Rhetoric and the Real World
Campaign rhetoric doesn’t have much relevance to real life.
That’s a rule you can count on. I’ve seen it covering Democrats and Republicans, presidential candidates and novices running for the City Council. In every campaign, there’s the world of the political pulpit, and then there’s the real world.
This point, as important as it is obvious, was driven home recently during a press breakfast with Sen. Pete Wilson, the Republican candidate for governor.
As usual, Wilson wasn’t afraid to tackle a difficult issue. That’s the way he’s been since he arrived in Sacramento as an assemblyman a quarter of a century ago, an earnest, young Yalie who looked like the teacher’s pet. Today, after the years have added lines to his face, he remains the class grind, plugging away while others have fun.

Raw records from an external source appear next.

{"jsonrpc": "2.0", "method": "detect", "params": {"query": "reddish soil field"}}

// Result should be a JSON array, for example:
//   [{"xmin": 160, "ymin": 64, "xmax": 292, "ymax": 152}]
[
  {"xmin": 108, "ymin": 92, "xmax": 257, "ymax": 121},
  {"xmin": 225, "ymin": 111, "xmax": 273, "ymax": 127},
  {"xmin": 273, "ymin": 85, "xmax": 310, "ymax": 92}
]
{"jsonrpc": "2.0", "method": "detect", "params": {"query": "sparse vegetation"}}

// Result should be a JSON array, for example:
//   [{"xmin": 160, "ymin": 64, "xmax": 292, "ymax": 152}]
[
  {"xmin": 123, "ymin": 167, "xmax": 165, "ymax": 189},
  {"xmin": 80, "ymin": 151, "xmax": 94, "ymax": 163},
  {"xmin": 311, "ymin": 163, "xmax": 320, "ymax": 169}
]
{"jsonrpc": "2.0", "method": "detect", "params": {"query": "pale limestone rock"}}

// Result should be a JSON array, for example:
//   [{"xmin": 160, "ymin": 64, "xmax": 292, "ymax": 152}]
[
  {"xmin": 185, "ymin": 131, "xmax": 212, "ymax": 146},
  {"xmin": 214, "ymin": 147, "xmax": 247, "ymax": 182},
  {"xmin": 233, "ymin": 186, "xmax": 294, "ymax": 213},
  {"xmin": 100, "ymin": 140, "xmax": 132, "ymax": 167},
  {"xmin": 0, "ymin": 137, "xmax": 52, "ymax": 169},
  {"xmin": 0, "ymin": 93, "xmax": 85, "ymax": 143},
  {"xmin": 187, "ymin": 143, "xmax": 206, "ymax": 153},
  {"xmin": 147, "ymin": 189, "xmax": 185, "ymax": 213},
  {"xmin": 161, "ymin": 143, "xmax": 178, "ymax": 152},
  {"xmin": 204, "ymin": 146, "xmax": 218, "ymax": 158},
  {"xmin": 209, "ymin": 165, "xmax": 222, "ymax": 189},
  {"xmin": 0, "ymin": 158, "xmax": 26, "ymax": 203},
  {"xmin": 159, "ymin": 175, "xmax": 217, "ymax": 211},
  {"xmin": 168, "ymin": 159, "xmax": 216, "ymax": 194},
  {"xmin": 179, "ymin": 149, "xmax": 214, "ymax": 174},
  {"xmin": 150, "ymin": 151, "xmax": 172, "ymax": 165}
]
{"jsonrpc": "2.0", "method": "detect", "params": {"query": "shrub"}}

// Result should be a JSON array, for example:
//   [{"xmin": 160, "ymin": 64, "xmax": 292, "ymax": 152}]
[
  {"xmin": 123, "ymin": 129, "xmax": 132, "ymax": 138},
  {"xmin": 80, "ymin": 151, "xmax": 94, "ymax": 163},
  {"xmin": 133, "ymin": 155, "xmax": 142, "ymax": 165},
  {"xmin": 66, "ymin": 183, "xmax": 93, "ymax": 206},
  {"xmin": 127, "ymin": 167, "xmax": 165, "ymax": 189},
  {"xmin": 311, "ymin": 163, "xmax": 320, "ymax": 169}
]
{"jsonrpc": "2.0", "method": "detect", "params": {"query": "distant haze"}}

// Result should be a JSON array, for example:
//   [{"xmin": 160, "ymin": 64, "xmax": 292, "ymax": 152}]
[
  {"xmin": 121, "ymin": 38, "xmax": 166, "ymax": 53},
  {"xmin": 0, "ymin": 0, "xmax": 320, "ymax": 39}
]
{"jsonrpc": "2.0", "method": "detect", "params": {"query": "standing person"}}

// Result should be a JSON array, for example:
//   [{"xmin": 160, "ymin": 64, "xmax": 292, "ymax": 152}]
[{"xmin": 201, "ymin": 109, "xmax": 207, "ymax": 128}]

The subject was the heavy cost of caring for poor pregnant women and their babies in urban public hospitals. Crack cocaine addiction, AIDS, diabetes, anemia and general neglect take a high toll on mothers and infants. For example, while the price of a normal three-day obstetric stay at County-USC Medical Center is $1,200, the cost of caring for a premature baby rises to between $1,800 to $2,000 a day.
Wilson proposed a solution. Increase money spent for prenatal care, for the public clinics that provide examinations, testing, counseling, instruction on good health habits and everything else that increases chances for a successful pregnancy. If that were to happen, it would be possible to reduce the large amounts of money spent on the expensive newborn, or neonatal, care.
Moreover, he’d spend money on rehabilitation of crack mothers. He blamed their babies for much of the premature birth problem. The proposal had a good, solid sound to it. A neat package. A perfect campaign speech.
And it defied reality. I found that out a few days later at the Neonatal Intensive Care Unit at County-USC Medical Center, where the sickest and smallest infants are treated.
On one point, Wilson’s right. Care of sick newborns is expensive. I saw a baby that weighed 1 3/4 pounds. He’d been born Sunday after 24 weeks in the womb with no prenatal care. Plastic wrap, the kind you use in the microwave, covered his body. Three tubes attached to him monitored his blood pressure, respiration, heartbeat and other body functions. A fourth was a substitute umbilical cord, nourishing him.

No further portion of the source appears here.